I have read the rules and regulations and I'm 99% sure it would be a legal weapon to hunt deer with, but I wanted to throw this on the forum to see if anyone knew 100%.


----------



## InlandKid (Aug 29, 2006)

Measure from the front of the chamber to the end of the barrel, if that measures 5 inches or longer then it would be legal to use.


----------



## TDD11 (Aug 5, 2015)

From my recollection, Ohio measures barrel length different than the "industry standard" for barrel length. As InlandKid mentioned, Ohio measures barrel length from the end of the chamber to the end of the barrel, so your 5" barreled 1911 is not really 5" by the Ohio standard. Confirm yourself but that's what I recall. I looked into it once.


----------



## AFadenholz (Sep 19, 2015)

https://rover.ebay.com/rover/0/0/0?mpre=https://www.ebay.com/ulk/itm/291888958182

I’m hoping this just fixed my issue - will put a tape on it when I get home from work.


----------



## river..rat (Jun 27, 2014)

AFadenholz said:


> So I recently purchased a Springfield 1911 A1 .45 pistol. It comes standard with a 5-inch barrel. I obviously did not purchase this gun for deer hunting (I actually hate gun season) I'm a bowhunter. I do have a spot where the deer are always within 5-10 yards and just thought it might be a cool way to take down a doe during gun season.
> 
> I have read the rules and regulations and I'm 99% sure it would be a legal weapon to hunt deer with, but I wanted to throw this on the forum to see if anyone knew 100%.
> View attachment 332575


Just chiming in to dislike gun season with you lol


----------



## loweman165 (May 15, 2015)

Not legal.


----------



## lmbchckn (Apr 3, 2013)

Are they basically stating from the start of the rifling to the end of the barrel?


----------



## loweman165 (May 15, 2015)

lmbchckn said:


> Are they basically stating from the start of the rifling to the end of the barrel?

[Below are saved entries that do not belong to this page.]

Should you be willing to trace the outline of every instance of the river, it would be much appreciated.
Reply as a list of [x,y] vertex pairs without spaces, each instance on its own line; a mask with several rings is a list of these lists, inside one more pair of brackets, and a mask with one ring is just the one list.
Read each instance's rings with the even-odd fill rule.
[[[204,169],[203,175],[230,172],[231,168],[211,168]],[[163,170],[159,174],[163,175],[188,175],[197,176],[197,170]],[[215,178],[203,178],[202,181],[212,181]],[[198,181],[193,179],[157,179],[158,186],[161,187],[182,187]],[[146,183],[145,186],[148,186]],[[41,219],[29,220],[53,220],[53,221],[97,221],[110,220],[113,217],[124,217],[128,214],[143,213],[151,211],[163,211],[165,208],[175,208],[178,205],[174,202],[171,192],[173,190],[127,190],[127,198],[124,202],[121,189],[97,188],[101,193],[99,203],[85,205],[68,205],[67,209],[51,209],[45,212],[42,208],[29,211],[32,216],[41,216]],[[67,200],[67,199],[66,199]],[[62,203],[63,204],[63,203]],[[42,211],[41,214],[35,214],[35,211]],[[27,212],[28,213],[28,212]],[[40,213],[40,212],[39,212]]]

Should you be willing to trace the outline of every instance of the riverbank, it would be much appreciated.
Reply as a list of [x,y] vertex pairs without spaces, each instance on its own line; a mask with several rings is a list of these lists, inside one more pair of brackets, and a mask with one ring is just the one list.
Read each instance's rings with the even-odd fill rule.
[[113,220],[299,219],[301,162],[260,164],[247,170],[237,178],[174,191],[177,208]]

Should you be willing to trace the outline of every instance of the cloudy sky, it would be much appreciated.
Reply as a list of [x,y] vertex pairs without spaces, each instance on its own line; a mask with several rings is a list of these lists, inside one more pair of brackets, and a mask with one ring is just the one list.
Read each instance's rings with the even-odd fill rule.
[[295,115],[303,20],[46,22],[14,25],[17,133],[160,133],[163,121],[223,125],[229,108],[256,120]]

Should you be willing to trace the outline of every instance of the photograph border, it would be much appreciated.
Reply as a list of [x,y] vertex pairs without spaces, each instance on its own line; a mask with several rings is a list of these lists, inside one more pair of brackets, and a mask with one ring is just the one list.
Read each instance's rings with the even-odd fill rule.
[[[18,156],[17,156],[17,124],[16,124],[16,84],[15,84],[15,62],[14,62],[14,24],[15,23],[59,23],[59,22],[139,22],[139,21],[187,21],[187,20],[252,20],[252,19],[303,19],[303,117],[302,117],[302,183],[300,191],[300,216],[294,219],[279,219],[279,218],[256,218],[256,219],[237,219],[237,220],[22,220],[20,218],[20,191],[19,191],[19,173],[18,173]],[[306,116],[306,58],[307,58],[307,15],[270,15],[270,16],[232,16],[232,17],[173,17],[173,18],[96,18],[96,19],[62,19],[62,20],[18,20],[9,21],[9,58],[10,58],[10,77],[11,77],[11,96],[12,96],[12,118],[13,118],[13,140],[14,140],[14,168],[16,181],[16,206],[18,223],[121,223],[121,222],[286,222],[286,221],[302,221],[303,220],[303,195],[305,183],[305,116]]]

Yes. The chamber is the part of the barrel that the cartridge sits in before firing. I think theres a few people running around the woods with illegal pistols. They see the 5" minimum and stop there.


----------



## surewoodys (Jun 24, 2008)

I think you can buy a longer barrel


----------



## AFadenholz (Sep 19, 2015)

If I add the compensator to the end of it, does that count as “part of the barrel”?


----------



## TDD11 (Aug 5, 2015)

AFadenholz said:


> If I add the compensator to the end of it, does that count as “part of the barrel”?


No idea. You better contact ODNR with that question. Or buy a longer barrel.


----------



## G.lock (Apr 1, 2014)

I have a compensator for my 1911, it uses a barrel that's about a inch longer and tapped to accept the comp. so if you have a compensator there's a good chance your legal. Measure to be sure.


----------



## 1basshunter (Mar 27, 2011)

AFadenholz said:


> If I add the compensator to the end of it, does that count as “part of the barrel”?


Yes it does count


----------